The Government had offered a handsome reward to any one who would succeed in killing this tiger and now a poor shop-keeper determined to win it. He knew nothing of shooting but worked up the ambition of a friend who could shoot and had a couple of guns. Together they essayed the difficult job. Difficult it was. The tiger seldom returned to his kill, nor stopped at a kill any length of time, and was known to have killed three or four victims in one day.
However they hoped for success. The villagers had been very careful of late and the tiger had consequently been obliged to go hungry. It was just possible he might return to the kill. So they got permission for a mangled body to be left there, and built a machan near it. At sunset they took up their places and watched.At first the pair felt cheerful. A brilliant
moon illuminated the whole country making everything as clear as day. But no tiger came. And later, as the hours dragged on, their cramped position, the nearness of a dead body, the silence and mystery of the night, all got on their nerves, and they wished they had not attempted such a task. But to leave now would be dangerous. So they did their best to encourage each other and waited on.

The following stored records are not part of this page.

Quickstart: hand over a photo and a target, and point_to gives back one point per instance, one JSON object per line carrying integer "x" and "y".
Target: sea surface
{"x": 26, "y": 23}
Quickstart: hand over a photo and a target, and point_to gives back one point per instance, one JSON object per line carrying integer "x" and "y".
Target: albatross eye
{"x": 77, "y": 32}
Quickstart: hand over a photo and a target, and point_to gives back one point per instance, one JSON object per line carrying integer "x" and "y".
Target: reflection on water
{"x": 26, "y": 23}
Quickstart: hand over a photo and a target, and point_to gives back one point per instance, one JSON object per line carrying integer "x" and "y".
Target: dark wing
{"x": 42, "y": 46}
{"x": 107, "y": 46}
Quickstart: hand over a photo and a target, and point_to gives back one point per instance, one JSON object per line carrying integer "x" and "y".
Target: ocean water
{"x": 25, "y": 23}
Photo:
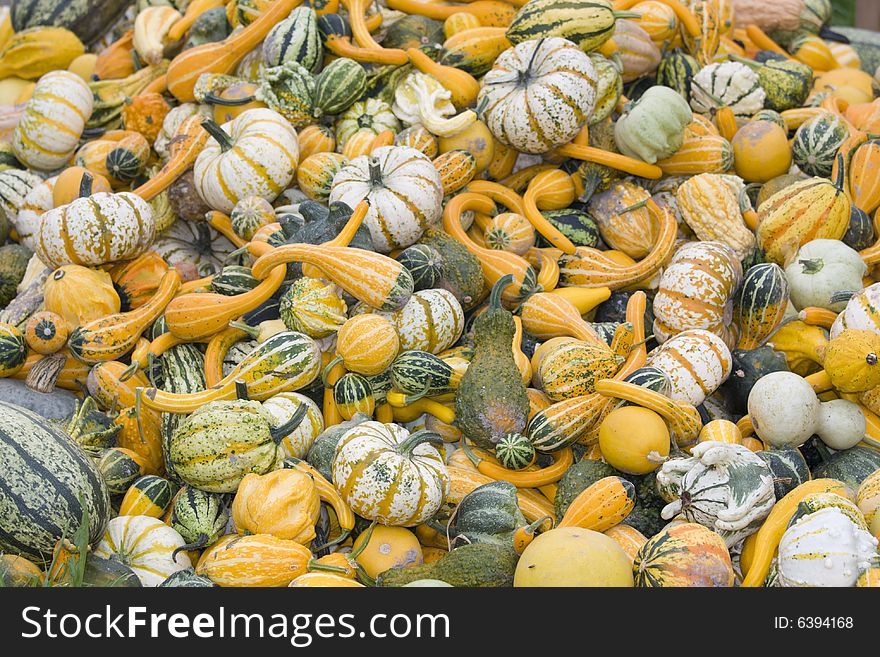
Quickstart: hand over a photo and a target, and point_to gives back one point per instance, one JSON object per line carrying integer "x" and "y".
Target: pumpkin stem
{"x": 288, "y": 427}
{"x": 415, "y": 439}
{"x": 325, "y": 374}
{"x": 218, "y": 134}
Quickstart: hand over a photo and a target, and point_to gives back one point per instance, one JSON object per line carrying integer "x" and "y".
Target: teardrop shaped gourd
{"x": 110, "y": 337}
{"x": 593, "y": 268}
{"x": 285, "y": 362}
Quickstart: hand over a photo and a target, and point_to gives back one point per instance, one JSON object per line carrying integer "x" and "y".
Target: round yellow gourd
{"x": 634, "y": 439}
{"x": 389, "y": 547}
{"x": 571, "y": 556}
{"x": 761, "y": 151}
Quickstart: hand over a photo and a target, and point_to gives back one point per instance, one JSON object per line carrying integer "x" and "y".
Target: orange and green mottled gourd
{"x": 492, "y": 400}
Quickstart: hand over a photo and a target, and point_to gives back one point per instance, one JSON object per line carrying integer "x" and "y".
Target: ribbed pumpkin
{"x": 685, "y": 554}
{"x": 255, "y": 154}
{"x": 538, "y": 94}
{"x": 404, "y": 190}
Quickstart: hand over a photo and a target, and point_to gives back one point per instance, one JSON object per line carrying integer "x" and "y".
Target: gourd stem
{"x": 218, "y": 134}
{"x": 415, "y": 439}
{"x": 325, "y": 373}
{"x": 278, "y": 433}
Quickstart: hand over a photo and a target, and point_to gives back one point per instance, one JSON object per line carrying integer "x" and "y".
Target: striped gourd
{"x": 728, "y": 84}
{"x": 551, "y": 108}
{"x": 339, "y": 86}
{"x": 15, "y": 184}
{"x": 573, "y": 368}
{"x": 862, "y": 311}
{"x": 53, "y": 120}
{"x": 295, "y": 39}
{"x": 148, "y": 496}
{"x": 697, "y": 363}
{"x": 816, "y": 144}
{"x": 352, "y": 394}
{"x": 47, "y": 479}
{"x": 806, "y": 210}
{"x": 372, "y": 114}
{"x": 514, "y": 451}
{"x": 417, "y": 372}
{"x": 432, "y": 320}
{"x": 696, "y": 288}
{"x": 760, "y": 304}
{"x": 315, "y": 175}
{"x": 282, "y": 407}
{"x": 403, "y": 188}
{"x": 676, "y": 71}
{"x": 587, "y": 23}
{"x": 13, "y": 350}
{"x": 284, "y": 362}
{"x": 313, "y": 307}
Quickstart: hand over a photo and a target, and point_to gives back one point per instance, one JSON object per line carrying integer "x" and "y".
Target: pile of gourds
{"x": 415, "y": 294}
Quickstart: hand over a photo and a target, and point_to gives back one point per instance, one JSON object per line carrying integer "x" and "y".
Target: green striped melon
{"x": 586, "y": 23}
{"x": 46, "y": 483}
{"x": 816, "y": 144}
{"x": 295, "y": 39}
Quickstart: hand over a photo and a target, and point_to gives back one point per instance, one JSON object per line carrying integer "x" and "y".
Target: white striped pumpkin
{"x": 95, "y": 230}
{"x": 259, "y": 159}
{"x": 404, "y": 191}
{"x": 432, "y": 320}
{"x": 550, "y": 108}
{"x": 145, "y": 545}
{"x": 49, "y": 130}
{"x": 386, "y": 474}
{"x": 696, "y": 361}
{"x": 862, "y": 312}
{"x": 696, "y": 288}
{"x": 30, "y": 214}
{"x": 282, "y": 407}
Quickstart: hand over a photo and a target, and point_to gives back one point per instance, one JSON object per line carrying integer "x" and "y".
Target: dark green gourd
{"x": 492, "y": 400}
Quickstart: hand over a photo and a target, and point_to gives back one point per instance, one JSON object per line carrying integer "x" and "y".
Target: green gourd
{"x": 492, "y": 400}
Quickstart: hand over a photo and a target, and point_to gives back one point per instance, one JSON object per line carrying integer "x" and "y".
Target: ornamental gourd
{"x": 255, "y": 154}
{"x": 95, "y": 230}
{"x": 389, "y": 475}
{"x": 652, "y": 128}
{"x": 538, "y": 94}
{"x": 48, "y": 131}
{"x": 403, "y": 189}
{"x": 722, "y": 486}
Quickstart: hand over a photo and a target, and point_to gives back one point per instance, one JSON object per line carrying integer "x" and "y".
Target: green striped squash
{"x": 13, "y": 350}
{"x": 46, "y": 483}
{"x": 415, "y": 372}
{"x": 816, "y": 144}
{"x": 576, "y": 225}
{"x": 514, "y": 451}
{"x": 760, "y": 304}
{"x": 295, "y": 39}
{"x": 425, "y": 264}
{"x": 148, "y": 496}
{"x": 198, "y": 516}
{"x": 587, "y": 23}
{"x": 353, "y": 394}
{"x": 183, "y": 371}
{"x": 233, "y": 279}
{"x": 120, "y": 469}
{"x": 676, "y": 70}
{"x": 339, "y": 86}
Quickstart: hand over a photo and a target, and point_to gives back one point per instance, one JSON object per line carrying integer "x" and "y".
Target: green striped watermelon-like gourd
{"x": 760, "y": 304}
{"x": 339, "y": 86}
{"x": 816, "y": 143}
{"x": 295, "y": 39}
{"x": 587, "y": 23}
{"x": 46, "y": 483}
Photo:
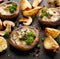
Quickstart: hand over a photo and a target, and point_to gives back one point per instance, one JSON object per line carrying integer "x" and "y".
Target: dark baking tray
{"x": 12, "y": 53}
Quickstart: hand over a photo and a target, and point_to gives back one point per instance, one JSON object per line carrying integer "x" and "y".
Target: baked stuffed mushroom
{"x": 24, "y": 38}
{"x": 49, "y": 17}
{"x": 9, "y": 10}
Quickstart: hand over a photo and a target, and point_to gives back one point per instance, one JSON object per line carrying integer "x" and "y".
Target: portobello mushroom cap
{"x": 8, "y": 16}
{"x": 50, "y": 21}
{"x": 25, "y": 47}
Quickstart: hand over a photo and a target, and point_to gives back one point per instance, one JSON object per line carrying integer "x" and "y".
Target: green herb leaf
{"x": 31, "y": 34}
{"x": 29, "y": 40}
{"x": 7, "y": 34}
{"x": 44, "y": 10}
{"x": 38, "y": 46}
{"x": 33, "y": 17}
{"x": 42, "y": 15}
{"x": 42, "y": 39}
{"x": 14, "y": 4}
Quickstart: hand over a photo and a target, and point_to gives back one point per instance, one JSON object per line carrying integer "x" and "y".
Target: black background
{"x": 12, "y": 53}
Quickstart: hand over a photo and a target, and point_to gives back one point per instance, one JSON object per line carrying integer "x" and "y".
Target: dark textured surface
{"x": 12, "y": 53}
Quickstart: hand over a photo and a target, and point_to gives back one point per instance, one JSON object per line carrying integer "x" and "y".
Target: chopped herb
{"x": 31, "y": 34}
{"x": 12, "y": 8}
{"x": 44, "y": 10}
{"x": 33, "y": 17}
{"x": 38, "y": 46}
{"x": 7, "y": 34}
{"x": 29, "y": 40}
{"x": 42, "y": 15}
{"x": 14, "y": 4}
{"x": 58, "y": 40}
{"x": 42, "y": 39}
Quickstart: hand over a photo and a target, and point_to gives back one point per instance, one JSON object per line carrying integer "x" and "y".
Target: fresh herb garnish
{"x": 58, "y": 40}
{"x": 7, "y": 34}
{"x": 31, "y": 34}
{"x": 33, "y": 17}
{"x": 42, "y": 39}
{"x": 38, "y": 46}
{"x": 12, "y": 8}
{"x": 29, "y": 40}
{"x": 44, "y": 12}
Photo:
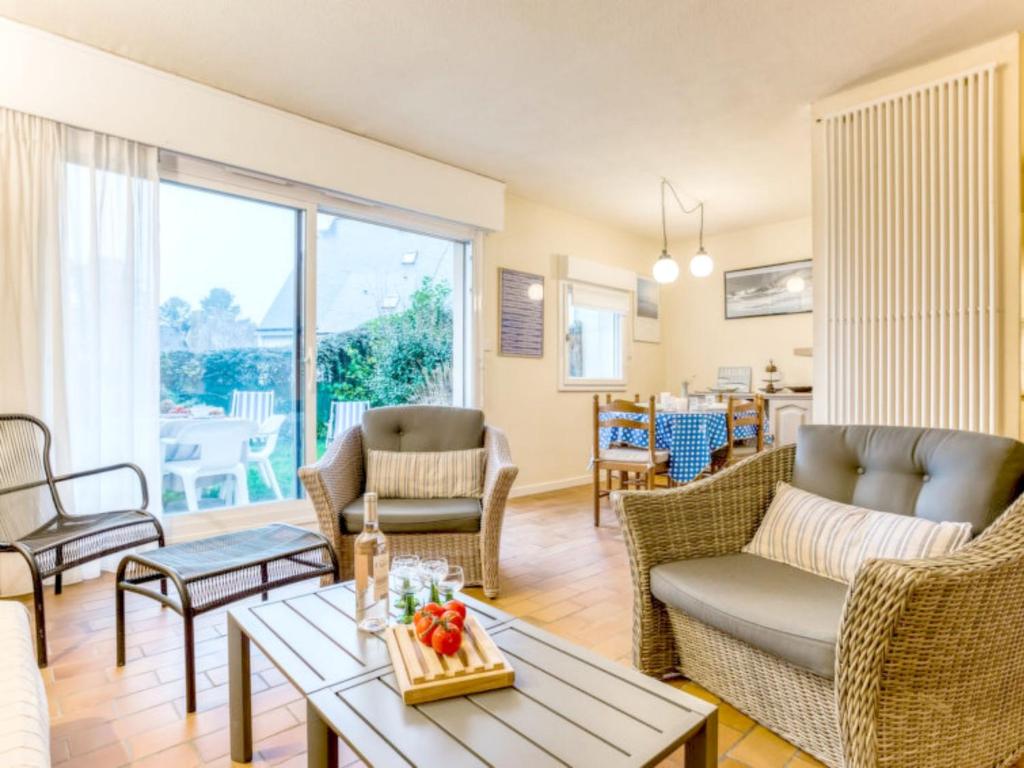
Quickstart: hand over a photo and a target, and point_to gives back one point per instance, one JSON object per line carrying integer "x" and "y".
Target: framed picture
{"x": 775, "y": 289}
{"x": 646, "y": 311}
{"x": 520, "y": 313}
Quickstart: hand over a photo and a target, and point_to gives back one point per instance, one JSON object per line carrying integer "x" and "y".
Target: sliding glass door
{"x": 389, "y": 320}
{"x": 229, "y": 341}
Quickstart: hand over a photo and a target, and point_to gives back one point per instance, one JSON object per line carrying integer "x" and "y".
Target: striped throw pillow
{"x": 443, "y": 474}
{"x": 833, "y": 540}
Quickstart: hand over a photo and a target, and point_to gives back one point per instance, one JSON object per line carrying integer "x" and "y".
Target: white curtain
{"x": 82, "y": 254}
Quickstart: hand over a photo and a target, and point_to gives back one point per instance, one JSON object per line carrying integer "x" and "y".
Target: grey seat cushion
{"x": 939, "y": 474}
{"x": 424, "y": 428}
{"x": 782, "y": 610}
{"x": 418, "y": 516}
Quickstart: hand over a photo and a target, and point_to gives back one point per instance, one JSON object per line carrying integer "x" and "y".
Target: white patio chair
{"x": 262, "y": 446}
{"x": 223, "y": 449}
{"x": 344, "y": 414}
{"x": 256, "y": 406}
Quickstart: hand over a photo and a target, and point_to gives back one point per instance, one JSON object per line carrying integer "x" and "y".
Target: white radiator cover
{"x": 911, "y": 288}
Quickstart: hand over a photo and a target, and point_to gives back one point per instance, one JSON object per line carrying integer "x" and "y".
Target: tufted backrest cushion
{"x": 422, "y": 428}
{"x": 938, "y": 474}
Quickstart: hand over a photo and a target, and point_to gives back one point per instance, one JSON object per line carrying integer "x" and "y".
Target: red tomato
{"x": 457, "y": 606}
{"x": 425, "y": 625}
{"x": 433, "y": 608}
{"x": 446, "y": 639}
{"x": 452, "y": 617}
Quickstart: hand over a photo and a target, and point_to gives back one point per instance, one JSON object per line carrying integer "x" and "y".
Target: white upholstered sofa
{"x": 25, "y": 722}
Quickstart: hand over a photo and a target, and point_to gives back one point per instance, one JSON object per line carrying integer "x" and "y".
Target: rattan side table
{"x": 212, "y": 572}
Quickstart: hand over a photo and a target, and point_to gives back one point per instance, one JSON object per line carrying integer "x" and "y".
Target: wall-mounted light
{"x": 666, "y": 269}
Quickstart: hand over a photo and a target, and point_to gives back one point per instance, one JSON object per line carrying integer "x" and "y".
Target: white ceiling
{"x": 579, "y": 103}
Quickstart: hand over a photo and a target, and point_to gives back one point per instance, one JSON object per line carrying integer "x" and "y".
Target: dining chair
{"x": 637, "y": 466}
{"x": 742, "y": 414}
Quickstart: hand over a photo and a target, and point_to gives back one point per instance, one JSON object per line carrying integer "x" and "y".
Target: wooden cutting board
{"x": 424, "y": 675}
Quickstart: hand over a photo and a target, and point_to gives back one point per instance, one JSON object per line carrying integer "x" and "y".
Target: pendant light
{"x": 666, "y": 269}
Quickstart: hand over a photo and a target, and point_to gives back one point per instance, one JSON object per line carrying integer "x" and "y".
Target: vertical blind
{"x": 911, "y": 287}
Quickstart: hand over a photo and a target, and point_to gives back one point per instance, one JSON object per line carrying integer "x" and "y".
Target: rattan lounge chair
{"x": 467, "y": 531}
{"x": 919, "y": 663}
{"x": 28, "y": 486}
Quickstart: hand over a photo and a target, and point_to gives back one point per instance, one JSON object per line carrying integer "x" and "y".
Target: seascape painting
{"x": 775, "y": 289}
{"x": 646, "y": 306}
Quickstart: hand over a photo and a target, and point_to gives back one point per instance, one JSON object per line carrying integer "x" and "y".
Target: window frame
{"x": 467, "y": 286}
{"x": 570, "y": 384}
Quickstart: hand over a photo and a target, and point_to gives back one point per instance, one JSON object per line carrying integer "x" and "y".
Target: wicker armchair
{"x": 62, "y": 541}
{"x": 929, "y": 664}
{"x": 338, "y": 480}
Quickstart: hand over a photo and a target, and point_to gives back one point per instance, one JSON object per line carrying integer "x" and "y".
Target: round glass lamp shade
{"x": 795, "y": 285}
{"x": 701, "y": 264}
{"x": 666, "y": 269}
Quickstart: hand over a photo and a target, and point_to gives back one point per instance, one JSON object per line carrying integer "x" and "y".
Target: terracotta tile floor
{"x": 558, "y": 572}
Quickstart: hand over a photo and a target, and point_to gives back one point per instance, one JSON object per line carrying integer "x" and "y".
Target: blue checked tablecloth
{"x": 689, "y": 436}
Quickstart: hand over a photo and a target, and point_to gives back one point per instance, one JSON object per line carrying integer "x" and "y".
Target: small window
{"x": 593, "y": 350}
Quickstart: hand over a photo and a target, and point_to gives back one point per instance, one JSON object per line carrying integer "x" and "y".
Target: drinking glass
{"x": 431, "y": 571}
{"x": 407, "y": 582}
{"x": 453, "y": 582}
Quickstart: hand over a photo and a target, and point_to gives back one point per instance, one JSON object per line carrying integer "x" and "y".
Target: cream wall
{"x": 550, "y": 431}
{"x": 698, "y": 339}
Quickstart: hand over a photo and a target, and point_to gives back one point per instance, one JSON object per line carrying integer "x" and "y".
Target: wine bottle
{"x": 371, "y": 570}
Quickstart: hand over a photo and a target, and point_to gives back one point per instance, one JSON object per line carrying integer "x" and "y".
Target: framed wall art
{"x": 646, "y": 311}
{"x": 774, "y": 289}
{"x": 520, "y": 314}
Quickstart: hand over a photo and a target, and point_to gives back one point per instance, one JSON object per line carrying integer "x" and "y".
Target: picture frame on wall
{"x": 520, "y": 313}
{"x": 647, "y": 311}
{"x": 785, "y": 288}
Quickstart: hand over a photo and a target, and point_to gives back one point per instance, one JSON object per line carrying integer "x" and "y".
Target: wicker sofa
{"x": 25, "y": 720}
{"x": 918, "y": 664}
{"x": 467, "y": 531}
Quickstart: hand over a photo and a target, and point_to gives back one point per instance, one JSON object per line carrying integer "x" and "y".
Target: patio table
{"x": 689, "y": 436}
{"x": 171, "y": 427}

In the small hours of the night they distinctly heard the tiger coming and saw a huge black shadow moving stealthily towards their tree. The animal looked enormous in the uncertain light and each thought the machan too low and wished himself in his house in the village. Neither dared to speak or move.
Not far from the machan was a hillock. The tiger, after stalking round the tree, went to the corpse, smelled it, and then crossing to the hillock climbed up and sat himself there. The men felt sure he could now see them.
The tiger began to sniff as if he scented them. Then it yawned and snarled. The men sat fascinated. Presently the great head turned towards them. The shopman pulled the trigger of the gun he held. There was a deafening roar and the tiger disappeared from the hillock. Then all became still. They knew by the roar of pain that he was hit. Tigers are clever and often feign death when wounded. They dared not descend. They were not sure he that he was killed. At any moment he might attack their tree. Comrades in enterprise and fear, they sat gripping each other in the darkness, for the moon had now set.
The villagers had heard the shot and at day-break came to the spot. They found the tiger lying dead at the foot of the hillock. The heroes could barely descend from the machan, so stiff and aching were their bones. Together they received the plaudits of the village and shared the Government reward which to them was quite a small fortune.